Aha, I see. So the prefix pages are some special memory?

No, it is regular memory. The CPU has a special "prefix register". If
that is set to an address not equal to zero all memory accesses to the
first two pages will be transparently redirected to the 8k memory area
specified with that register.

E.g. the prefix register contains the value 0x10000. If then a memory
access to address 0x400 happens the CPU will transparently turn that
into a memory access to address 0x10400. Or in other words, that is a
small per cpu memory area mechanism provided by the architecture.

Got it.

11a8e6: c0 30 00 d0 c5 0d larl %r3,1b33300
11a8ec: b9 04 00 43 lgr %r4,%r3
11a8f0: eb 00 43 c0 00 52 mviy 960,4
11a8f6: e3 40 03 b8 00 08 ag %r4,952
11a8fc: eb 52 40 00 00 e8 laag %r5,%r2,0(%r4)
11a902: eb 00 03 c0 00 52 mviy 960,0
11a908: b9 08 00 25 agr %r2,%r5
11a90c 07 fe br %r14

...

11a920 loads 0 to the register to mark the percpu code section end, this is
not needed with percpu page table.

I guess you meant 11a902. But yes, this marks the end of the percpu code
section. Just that this is not a register, but a memory location where is
written to.

So both mviy instructions actually do memory store?

Yes.

It sounds a little bit hacky to me TBH and incur some extra overhead for
"migration detection" and fixup.

Sure, it is hacky, and the small overhead part is of course true.
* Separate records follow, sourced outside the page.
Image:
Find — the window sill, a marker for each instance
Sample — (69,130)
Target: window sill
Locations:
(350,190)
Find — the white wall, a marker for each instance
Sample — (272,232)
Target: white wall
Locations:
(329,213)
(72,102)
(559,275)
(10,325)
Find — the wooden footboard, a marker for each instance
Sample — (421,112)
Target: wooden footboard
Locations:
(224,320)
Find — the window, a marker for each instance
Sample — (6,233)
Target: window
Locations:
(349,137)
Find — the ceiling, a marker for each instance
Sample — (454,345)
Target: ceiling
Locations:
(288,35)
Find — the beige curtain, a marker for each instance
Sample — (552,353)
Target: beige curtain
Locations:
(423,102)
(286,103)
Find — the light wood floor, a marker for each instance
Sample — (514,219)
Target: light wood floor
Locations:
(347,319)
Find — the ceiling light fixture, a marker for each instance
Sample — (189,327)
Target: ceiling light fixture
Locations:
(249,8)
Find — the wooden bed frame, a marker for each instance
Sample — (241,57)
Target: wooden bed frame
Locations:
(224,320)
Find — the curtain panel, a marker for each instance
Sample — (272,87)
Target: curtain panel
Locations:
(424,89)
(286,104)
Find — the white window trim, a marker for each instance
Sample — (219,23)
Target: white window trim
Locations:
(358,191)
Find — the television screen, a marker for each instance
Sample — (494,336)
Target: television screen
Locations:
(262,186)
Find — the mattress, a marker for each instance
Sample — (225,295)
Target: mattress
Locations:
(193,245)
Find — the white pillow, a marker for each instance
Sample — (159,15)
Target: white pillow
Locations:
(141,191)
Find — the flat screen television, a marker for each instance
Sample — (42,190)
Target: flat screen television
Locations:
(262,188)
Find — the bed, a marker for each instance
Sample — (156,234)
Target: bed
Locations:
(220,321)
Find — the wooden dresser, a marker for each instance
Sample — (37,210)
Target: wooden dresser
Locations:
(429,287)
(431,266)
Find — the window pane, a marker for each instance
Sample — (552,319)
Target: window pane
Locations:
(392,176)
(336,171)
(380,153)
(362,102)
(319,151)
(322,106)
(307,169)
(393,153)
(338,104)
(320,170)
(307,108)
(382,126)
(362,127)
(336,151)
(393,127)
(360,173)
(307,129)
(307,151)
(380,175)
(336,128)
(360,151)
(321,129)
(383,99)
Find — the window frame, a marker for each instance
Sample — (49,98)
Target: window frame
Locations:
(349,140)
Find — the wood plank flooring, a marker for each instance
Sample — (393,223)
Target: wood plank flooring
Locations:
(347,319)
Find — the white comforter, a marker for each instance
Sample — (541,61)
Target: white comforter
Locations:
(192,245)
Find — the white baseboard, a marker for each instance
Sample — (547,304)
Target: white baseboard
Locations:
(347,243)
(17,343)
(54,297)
Compared to the percpu page table proposal the two mviy instructions above
would go away, as well as the extra interrupt/exception overhead. Besides
that your proposal is way less hacky.

It would be great if we can compare the performance number for the two
approaches. rseq has been discussed for ARM64, but it seems too expensive
and just move the overhead to somewhere else.

I tried to implement the proposed rseq/kseq, but the required inline
assemblies resulted in code which was larger than what we have now for
s390.

Also with the current proposal I only did some quick micro benchmarks,
which resulted in 0-1% improvement, which is in the expected range.

It is amazing to see the performance improvements you see on arm64, however
I believe that is mainly because of the large amount of code which is
generated by the arm64 implementations of the preempt primitives
__preempt_count_add() and __preempt_count_dec_and_test().

Yes, we need 4 instructions on ARM64 for disabling/enabling preempt (one instruction is used to load current pointer, the other 3 instructions are used to RMW preempt_count). So I can remove 8 instructions in total for a single this_cpu ops. That's a lot. Given this_cpu ops are heavily used in kernel, we end up running fewer instructions and having better icache hit rate, the better icache hit rate also helps reduce cross node traffic for 2-socket system.

That's a big difference to s390: for both primitives the result is a single
instruction.

Yeah, I see. S390 should have the similar benefits theoretically, but may not have that significant gains.

Thanks,
Yang